以下,私見であるが,原発に関しては政府や電力会社に阿った原発有利の数字の誤魔化しをやめて出来るだけリスクを過大に取った数値で行くべきである。原発が停まってるから燃料費が3.4兆円も跳ね上がると言い放ってるけど,原発事故や最終処分場や中間処理施設や地元対策費と云った費用がまったく算入されてないのではないか?誰か概算で良いので原発に批判的ながら兎に角止めようではないスタンスの信頼出来る者が試算してくれないものであろうか?これまで原発や太陽光発電のR&Dに投下された費用に対する効果を習熟曲線に入れることでより原発に厳しい結果を見通せる筈である。

本稿では太陽光発電の習熟効果は極めて低い事が強調されており,市場競争の変化や産業全体のスピルオーバーは価格低下に於ける習熟効果ではないと強調されている(習熟効果以外は突発的な事項で継続して値段が下がると云う要素にはならないということか?)が,価格低下を惹き起こす要素としては別に習熟効果でなくとも良い筈で実際アメリカでは順調にコストが下がっている様で,そういうものを習熟曲線に変わる費用低減曲線として導入すべきではないのか?
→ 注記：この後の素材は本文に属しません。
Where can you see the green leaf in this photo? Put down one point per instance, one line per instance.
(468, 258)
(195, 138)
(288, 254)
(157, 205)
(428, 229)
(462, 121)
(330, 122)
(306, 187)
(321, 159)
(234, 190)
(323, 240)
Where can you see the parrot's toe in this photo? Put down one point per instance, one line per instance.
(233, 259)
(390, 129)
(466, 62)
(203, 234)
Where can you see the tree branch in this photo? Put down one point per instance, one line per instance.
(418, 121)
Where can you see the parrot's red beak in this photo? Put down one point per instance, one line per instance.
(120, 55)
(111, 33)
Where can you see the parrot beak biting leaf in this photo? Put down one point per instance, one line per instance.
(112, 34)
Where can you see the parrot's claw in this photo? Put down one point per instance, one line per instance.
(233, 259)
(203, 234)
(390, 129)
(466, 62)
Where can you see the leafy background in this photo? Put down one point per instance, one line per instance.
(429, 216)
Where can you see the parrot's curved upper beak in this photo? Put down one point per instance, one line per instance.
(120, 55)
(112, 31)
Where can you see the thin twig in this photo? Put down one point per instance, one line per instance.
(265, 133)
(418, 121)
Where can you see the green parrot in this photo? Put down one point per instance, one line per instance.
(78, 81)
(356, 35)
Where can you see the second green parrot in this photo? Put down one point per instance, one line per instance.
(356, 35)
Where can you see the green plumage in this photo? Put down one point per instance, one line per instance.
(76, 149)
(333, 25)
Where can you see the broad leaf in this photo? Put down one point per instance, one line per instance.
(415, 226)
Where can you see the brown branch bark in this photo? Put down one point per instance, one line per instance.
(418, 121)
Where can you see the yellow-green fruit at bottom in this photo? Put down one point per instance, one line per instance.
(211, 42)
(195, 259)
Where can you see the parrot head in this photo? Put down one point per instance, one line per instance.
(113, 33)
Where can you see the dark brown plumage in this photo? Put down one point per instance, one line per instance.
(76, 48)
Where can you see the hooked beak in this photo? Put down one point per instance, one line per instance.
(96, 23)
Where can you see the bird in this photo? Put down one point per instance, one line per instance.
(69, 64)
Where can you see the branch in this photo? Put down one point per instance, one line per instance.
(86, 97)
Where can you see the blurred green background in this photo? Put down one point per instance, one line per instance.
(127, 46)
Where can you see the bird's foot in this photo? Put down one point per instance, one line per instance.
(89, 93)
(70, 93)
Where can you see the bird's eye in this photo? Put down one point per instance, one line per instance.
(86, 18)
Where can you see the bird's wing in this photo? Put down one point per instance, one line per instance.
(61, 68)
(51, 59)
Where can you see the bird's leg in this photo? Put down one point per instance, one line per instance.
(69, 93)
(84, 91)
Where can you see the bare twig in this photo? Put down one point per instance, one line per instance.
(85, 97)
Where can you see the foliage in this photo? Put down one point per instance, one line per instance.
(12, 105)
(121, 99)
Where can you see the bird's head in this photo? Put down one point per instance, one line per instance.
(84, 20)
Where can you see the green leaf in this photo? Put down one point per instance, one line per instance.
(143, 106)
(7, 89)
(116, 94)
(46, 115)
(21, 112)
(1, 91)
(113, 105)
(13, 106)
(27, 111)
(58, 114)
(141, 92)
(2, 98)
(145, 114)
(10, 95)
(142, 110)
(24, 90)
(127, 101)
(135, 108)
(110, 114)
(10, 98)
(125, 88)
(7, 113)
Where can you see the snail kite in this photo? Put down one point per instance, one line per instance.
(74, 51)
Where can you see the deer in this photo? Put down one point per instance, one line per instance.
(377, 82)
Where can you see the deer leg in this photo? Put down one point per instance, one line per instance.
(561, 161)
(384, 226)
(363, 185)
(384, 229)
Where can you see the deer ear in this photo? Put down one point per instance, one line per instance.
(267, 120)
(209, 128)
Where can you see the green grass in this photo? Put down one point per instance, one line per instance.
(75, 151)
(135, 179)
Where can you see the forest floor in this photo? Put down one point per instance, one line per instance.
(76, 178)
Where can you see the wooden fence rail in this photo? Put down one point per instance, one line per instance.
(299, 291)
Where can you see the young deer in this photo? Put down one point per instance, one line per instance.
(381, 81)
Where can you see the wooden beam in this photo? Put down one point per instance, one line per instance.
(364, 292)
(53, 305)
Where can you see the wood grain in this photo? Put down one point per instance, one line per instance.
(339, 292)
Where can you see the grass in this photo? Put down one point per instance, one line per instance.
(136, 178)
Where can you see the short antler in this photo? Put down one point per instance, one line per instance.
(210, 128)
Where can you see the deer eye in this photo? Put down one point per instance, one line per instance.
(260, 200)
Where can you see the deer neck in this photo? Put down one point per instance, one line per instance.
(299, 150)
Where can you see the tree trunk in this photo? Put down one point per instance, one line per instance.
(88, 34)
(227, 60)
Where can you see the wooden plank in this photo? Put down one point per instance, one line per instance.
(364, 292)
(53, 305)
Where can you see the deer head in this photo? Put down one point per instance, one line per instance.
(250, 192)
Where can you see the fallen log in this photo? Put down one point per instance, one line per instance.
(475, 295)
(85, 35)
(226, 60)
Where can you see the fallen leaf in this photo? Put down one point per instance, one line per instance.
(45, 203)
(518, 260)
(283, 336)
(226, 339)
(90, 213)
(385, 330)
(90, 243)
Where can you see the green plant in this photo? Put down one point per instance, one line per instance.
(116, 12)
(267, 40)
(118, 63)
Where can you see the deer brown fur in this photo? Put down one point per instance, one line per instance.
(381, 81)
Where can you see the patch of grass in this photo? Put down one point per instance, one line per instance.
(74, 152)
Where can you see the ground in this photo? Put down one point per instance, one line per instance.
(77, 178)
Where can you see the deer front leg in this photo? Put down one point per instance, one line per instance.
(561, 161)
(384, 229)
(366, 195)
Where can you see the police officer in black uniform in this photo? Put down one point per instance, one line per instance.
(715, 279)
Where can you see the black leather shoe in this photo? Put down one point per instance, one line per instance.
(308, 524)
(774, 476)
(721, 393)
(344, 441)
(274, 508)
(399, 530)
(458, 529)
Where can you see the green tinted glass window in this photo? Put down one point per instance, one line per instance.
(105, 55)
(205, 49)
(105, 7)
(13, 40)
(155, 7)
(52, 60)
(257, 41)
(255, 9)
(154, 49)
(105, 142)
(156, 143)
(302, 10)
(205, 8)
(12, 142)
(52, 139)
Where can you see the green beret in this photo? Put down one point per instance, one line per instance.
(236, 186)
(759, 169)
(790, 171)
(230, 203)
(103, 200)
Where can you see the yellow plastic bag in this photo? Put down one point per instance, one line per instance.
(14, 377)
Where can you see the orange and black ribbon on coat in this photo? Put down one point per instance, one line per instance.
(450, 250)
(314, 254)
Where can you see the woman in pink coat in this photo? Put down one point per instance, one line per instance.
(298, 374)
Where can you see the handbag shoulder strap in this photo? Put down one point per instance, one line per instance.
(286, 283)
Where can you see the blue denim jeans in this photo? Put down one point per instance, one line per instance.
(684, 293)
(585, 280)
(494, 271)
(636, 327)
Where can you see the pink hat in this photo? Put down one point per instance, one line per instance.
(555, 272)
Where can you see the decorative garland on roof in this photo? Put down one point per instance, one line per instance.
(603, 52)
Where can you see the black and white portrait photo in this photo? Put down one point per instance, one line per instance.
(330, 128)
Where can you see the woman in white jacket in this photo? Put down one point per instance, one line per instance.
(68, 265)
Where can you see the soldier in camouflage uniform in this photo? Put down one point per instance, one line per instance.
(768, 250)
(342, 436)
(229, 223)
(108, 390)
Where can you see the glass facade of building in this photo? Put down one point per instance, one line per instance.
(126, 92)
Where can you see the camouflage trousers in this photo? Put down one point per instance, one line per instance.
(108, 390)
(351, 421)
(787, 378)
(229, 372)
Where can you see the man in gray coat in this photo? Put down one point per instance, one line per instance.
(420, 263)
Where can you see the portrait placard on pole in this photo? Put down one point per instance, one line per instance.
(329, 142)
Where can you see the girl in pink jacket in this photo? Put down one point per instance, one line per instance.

また冬を中心に荒天時の太陽光発電量不足が風力発電でカバー出来る可能性は十分にあるので,風力発電が対数の法則で十分カバー出来る想定も取り入れるべきである。現在,風力発電個別の不安定性ばかり強調されて風況の良い地域一円で発電施設が整備されたとすると確率的にあり得ない厳しい想定が置かれているように思われる。
風力発電は日本の複雑な地形によって十分に発電出来ていないと云う批判がある。風力発電の導入量と発電量を計算する場合にはそのノウハウの蓄積による稼働率の上昇を加味する必要があろう。

いずれにせよ太陽光発電は制度設計上も今後は蓄電池併設が必須になってきており冬場の電力供給量の後ろ倒しによる18-19時のピークの抑制が重要となってくる。
冬の夕方のピークは暖房が大きな要因の一つの筈だが,暖房に電気を使うのは可成り不効率な話しであって本来は都市ガスの役目の筈である。オール電化の歪んだ電力使用ではなく自由化によってガスなどと併せた割安な料金プランでの競争が思慮されるべきであろう。